Back in August, 1990, Ottawa was one of 11 initial bidders for two NHL franchises during the final days of John Ziegler's rather unimpressive run as NHL boss. The other bidders were Hamilton, Milwaukee, St. Petersburg, Tampa Bay, Houston, Miami, Orlando, Phoenix, San Diego and Seattle. Milwaukee - failed suitors for Pittsburgh this year - and Phoenix - which eventually landed the Winnipeg Jets - soon dropped out.
The St. Petersburg bid was backed by Peter Karmanos, who eventually got his mitts on the Hartford Whalers and moved them to Raleigh, with Jim Rutherford set to operate the hockey team. The Miami bid was fronted by John Henry, current owner of the Boston Red Sox.
Hamilton, however, became recognized as the front runner because it was the only city that came even close to meeting all the NHL's "requirements" for a team, including an arena, a lease, 10,000 season tickets and a wealthy owner. Tim Hortons king Ron Joyce was the money man.
Ottawa brought a marching band to the final meeting in West Palm Beach, but didn't have the money or an arena. Firestone headed Terrace Investments, and the bid for an NHL team was largely a cover for a multi-million dollar real estate play in Kanata.
The biggest problem for Hamilton was that it would have to pay indemnification fees to Toronto and Buffalo, but the NHL refused to allow negotiations on a figure before the franchises were awarded.
That left Joyce in a tough spot. Without being able to budget his total costs, he suggested to the NHL board that he would pay his $50 million franchise fee in pieces - $5 million that day, $25 million the next year and the rest over the following seven years.

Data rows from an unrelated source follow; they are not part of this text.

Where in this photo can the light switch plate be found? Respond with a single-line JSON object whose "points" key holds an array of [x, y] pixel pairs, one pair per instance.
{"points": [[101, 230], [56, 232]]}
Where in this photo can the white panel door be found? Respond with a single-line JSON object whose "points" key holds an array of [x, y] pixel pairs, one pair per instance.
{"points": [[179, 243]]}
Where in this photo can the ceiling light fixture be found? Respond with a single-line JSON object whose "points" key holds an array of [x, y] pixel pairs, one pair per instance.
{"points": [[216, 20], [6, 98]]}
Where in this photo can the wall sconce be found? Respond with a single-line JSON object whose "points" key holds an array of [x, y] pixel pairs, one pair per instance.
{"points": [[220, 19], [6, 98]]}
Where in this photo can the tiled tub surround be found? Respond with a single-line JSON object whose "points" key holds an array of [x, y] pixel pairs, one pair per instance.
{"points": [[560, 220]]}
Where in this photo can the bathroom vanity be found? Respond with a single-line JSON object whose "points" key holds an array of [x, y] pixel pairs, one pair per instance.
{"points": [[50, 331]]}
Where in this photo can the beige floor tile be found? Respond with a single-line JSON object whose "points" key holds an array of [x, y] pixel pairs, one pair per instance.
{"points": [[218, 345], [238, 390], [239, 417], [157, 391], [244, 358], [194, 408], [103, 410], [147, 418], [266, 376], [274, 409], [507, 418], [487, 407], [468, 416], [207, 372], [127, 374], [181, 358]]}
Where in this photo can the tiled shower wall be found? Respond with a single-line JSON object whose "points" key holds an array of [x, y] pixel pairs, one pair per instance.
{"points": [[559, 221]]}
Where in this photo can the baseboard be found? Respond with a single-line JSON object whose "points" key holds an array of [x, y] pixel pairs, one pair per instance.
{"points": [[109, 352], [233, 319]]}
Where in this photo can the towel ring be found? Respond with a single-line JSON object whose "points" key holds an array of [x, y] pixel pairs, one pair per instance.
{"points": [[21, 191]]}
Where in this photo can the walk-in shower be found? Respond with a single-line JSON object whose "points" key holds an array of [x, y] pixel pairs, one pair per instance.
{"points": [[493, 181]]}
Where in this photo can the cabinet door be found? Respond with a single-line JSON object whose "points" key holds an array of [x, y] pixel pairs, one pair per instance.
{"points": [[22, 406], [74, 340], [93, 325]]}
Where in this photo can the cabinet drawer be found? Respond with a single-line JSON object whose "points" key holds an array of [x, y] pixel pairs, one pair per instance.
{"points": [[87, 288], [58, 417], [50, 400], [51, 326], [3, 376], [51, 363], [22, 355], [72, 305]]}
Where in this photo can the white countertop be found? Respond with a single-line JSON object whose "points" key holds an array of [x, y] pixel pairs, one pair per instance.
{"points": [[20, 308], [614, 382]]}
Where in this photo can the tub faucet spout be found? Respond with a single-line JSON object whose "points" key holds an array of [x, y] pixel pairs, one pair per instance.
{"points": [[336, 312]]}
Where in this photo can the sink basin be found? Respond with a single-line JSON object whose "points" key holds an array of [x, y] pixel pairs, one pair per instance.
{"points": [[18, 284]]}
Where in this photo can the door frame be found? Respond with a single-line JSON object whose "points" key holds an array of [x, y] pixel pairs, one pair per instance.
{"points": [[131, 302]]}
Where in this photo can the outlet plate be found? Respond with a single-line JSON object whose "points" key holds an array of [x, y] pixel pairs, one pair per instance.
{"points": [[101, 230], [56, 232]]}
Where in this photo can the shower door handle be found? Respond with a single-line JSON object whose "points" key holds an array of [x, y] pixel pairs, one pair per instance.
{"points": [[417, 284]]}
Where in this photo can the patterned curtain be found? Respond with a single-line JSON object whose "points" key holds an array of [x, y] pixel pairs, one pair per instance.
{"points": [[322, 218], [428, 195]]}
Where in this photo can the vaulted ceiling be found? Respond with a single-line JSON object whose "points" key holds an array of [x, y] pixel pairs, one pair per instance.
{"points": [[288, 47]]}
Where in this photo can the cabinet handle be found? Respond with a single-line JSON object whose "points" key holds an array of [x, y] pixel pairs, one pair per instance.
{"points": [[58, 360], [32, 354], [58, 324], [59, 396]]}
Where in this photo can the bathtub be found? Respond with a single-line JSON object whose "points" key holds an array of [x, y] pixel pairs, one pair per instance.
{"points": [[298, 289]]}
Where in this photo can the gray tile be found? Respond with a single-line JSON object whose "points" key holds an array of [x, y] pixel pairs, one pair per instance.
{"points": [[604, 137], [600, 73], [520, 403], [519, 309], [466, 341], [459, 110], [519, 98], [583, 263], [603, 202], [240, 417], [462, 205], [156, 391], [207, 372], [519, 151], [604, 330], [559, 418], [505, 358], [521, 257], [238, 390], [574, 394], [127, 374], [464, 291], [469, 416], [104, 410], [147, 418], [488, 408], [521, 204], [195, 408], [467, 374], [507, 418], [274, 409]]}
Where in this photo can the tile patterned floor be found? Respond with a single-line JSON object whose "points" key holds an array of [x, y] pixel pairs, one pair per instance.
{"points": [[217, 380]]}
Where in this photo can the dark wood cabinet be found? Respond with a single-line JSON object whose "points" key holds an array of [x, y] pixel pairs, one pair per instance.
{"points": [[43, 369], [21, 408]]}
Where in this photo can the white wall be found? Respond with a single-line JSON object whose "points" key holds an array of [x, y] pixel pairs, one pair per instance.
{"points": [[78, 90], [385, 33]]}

That gave the NHL governors their out. They instead took the two bids that agreed to pay the $50 million up front, Ottawa and Tampa Bay, even though neither had the money nor would ultimately be able to adhere to the payment schedule. The NHL wanted to be in the Sunshine State, so clearly Ottawa got the nod ahead of Hamilton.

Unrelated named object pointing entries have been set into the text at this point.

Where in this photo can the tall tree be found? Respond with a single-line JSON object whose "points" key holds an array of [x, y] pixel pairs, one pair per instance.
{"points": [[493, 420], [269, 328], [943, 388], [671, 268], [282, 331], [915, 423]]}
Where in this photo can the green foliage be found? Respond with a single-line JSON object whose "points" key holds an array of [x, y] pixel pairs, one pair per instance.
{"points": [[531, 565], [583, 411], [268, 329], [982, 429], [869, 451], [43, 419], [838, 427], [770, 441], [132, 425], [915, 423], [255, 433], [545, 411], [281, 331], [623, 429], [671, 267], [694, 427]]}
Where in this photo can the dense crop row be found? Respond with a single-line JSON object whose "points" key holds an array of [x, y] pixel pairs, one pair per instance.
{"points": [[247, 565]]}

The Leafs, on the other hand, didn't want Hamilton, just as more than a decade later they didn't want Eugene Melnyk, the current owner of the Sens, to buy Maple Leaf Gardens as a home for his St. Mike's Majors. The Leafs didn't have to formally "block" Hamilton - every other NHL team knew going in what the deal was.
On the basis of quality and meeting the league's criteria, the two winning bids should have been St. Petersburg, with Karmanos, and Hamilton. But they were denied. Screwed, really. Karmanos eventually got the Whalers, while Joyce for a time owned a piece of the Calgary Flames before getting out of the hockey business again.
Would Hamilton have been more successful than Ottawa or Tampa Bay? Certainly, Hamilton would have caused far fewer headaches for the league in the initial seven or eight years after expansion. That said, rising salaries in the late 1990s might well have driven Hamilton out of business, and it's not clear whether the city would have been able to replace Copps Coliseum over time with the top quality rinks both Ottawa and Tampa enjoy today. Maybe yes, maybe no.
That said, desperation, both financially and competitively, forced both the Senators and Lightning to eventually work out their problems and succeed. In both cases, quality ownership eventually arrived, and economic uncertainty meant both had to work a little harder at putting a good team on the ice. Sinking so low in the standings, it's also worth pointing out, allowed both teams to add good young players over time.
The fact that the Leafs have always been terrified of competition, on the other hand, is why they've been able to live such a cushy existence and have never faced the urgency to win in order to stay alive.
That's a big part of the reason why the Leafs haven't hosted a Stanley Cup final game in 40 years, while the Lightning already have a Cup and the Sens will be the home team for Game 3 of the 2007 Stanley Cup final in 10 days.